Bingazi – Libya’nın başkenti Bingazi'de sanatçı Shefa Salem’in “Ben Libya’yım” başlığını taşıyan sergisi büyük beğeni topladı. Bingazi’de savaşın ardında bıraktığı molozların gerisinde kalanların yalnızca yıkıntılar olmadığı yaşamların da yıkıldığını fırça darbelerinden tuvale ve sanatseverlere taşıran Shefa Salem salt savaş değil sosyal yaşamdan politik vurgulara çizimlerini kadın bakış açısı ile sunuyor. Shefa Salem ile “Ben Libya’yım” isimli sergisinden yola çıkarak sanat macerasını konuştuk.

Ressam Shefa Salem “Ben Libya’yım” isimli sergisi 27 Ekim’de Dünya Görsel-İşitsel Miras günü vesilesiyle Libya’nın başkenti Bingazi’de Al Shajara Meydanı’nda bulunan Barah Kültür ve Sanat Merkezi’nde açıldı. Toplam 7 gün boyunca sanat ve resim severlerin ziyaretine açık olan sergi büyük beğeni topladı. Shefaa Salem, karşılaştığı ilginin ve beğenini kendisini mutlu ettiğini anlatıyor.

"Tarihe yabancılık, aidiyet eksikliği yaratır"

Çalışmalarında sosyal, politik, kadın hakları ve feminizmi ele alan konulara ve Libya tarihi üzerine araştırmalara odaklanan 24 yaşındaki mimar ve ressam Shefaa Salem, "Aslında resme lise yıllarında yeteneğimin olduğunu fark ederek başladım ve yıllar içerisinde de kendimi geliştirmeye başladım. 2018 yılından bu yana ise profesyonel olarak resim ile uğraşıyorum.” dedi.

“Ben Libya’yım” isimli sergiye kendisini getiren aşamayı ise “Tarih bilgisi eksikliğinin aslında insanların kedilerini ait oldukları yere ait olmamayı getirdiğini düşünüyorum. Tarihe yabancılık, aidiyet eksikliği yaratır. Sayfalarca işlenmiş tarih kitaplarının anlatabildiği bir tarih bilgisini bir tuvale yansıtabildiğimi fark ettim ve bu beni çok etkiledi.” sözleri ile anlatıyor.

“Kadınlar Libya tarihinde çok önemli bir role sahip”

Shefa Salem, resimlerinde Libya ve coğrafyaya ait tarihi kadın figürlerini bilhassa resme aksettirmeyi özenle tercih ettiğini vurguluyor. Çizimleri arasında Ortadoğu coğrafyasına ait tanrıçalardan günümüz kadınlarının yüzlerine renkli kadın yüzleri yelpazesi resimseverlere bakıyor.
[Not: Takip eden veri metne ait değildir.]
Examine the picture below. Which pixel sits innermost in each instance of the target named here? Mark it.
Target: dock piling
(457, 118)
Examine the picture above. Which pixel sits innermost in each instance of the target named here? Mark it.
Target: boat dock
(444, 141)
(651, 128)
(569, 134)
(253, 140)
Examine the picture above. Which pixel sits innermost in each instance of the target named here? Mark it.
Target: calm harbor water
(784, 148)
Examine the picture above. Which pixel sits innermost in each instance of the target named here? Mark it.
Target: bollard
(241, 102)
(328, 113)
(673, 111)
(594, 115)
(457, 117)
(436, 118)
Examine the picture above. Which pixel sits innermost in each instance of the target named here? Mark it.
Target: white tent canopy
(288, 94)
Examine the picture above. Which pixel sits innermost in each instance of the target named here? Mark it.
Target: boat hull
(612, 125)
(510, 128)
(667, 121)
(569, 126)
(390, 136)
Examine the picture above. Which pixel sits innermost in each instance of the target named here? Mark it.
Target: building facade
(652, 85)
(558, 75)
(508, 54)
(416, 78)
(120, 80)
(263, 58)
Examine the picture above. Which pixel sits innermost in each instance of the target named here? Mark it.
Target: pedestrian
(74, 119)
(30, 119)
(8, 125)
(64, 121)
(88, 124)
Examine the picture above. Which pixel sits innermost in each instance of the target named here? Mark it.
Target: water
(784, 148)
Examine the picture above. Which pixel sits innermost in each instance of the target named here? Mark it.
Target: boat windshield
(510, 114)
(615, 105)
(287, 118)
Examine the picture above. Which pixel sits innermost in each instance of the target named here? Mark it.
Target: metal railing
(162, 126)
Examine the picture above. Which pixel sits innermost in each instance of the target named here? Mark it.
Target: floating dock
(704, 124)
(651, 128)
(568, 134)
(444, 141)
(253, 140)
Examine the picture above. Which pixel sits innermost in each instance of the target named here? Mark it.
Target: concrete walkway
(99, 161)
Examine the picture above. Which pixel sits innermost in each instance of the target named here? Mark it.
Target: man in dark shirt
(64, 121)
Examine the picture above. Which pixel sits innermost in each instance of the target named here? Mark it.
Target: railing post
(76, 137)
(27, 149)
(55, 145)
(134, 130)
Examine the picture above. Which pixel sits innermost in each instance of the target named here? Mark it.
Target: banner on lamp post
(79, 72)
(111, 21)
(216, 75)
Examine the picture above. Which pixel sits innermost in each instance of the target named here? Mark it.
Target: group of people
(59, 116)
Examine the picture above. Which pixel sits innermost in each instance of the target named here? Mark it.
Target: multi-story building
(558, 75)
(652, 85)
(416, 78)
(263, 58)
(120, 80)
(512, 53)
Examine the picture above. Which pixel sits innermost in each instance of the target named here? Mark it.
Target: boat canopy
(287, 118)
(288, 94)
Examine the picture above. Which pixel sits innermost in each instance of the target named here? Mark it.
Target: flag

Kadın tanrıçaların hala aktarılması, çizilmesi yeni kuşaklara tanıtılması gerektiğini söyleyen Shefa Salem, kadınların tarihteki hafızalardan günümüz genç hafızalarındaki yerini almaları gerektiğini savunduğunu söylüyor.

Gerçekçi, çarpıcı ve çekici eserler ortaya koymak istediğini belirten Shefa Salem, Libya’da aslında pek fazla tercih edilmeyen tuval ebatları kullanıyor. Büyük ebatlı tablolar yapmanın kendisini daha çok tatmin ettiğini söylerken resimlerinin böylelikle yaşam bulduğuna inandığını söylüyor.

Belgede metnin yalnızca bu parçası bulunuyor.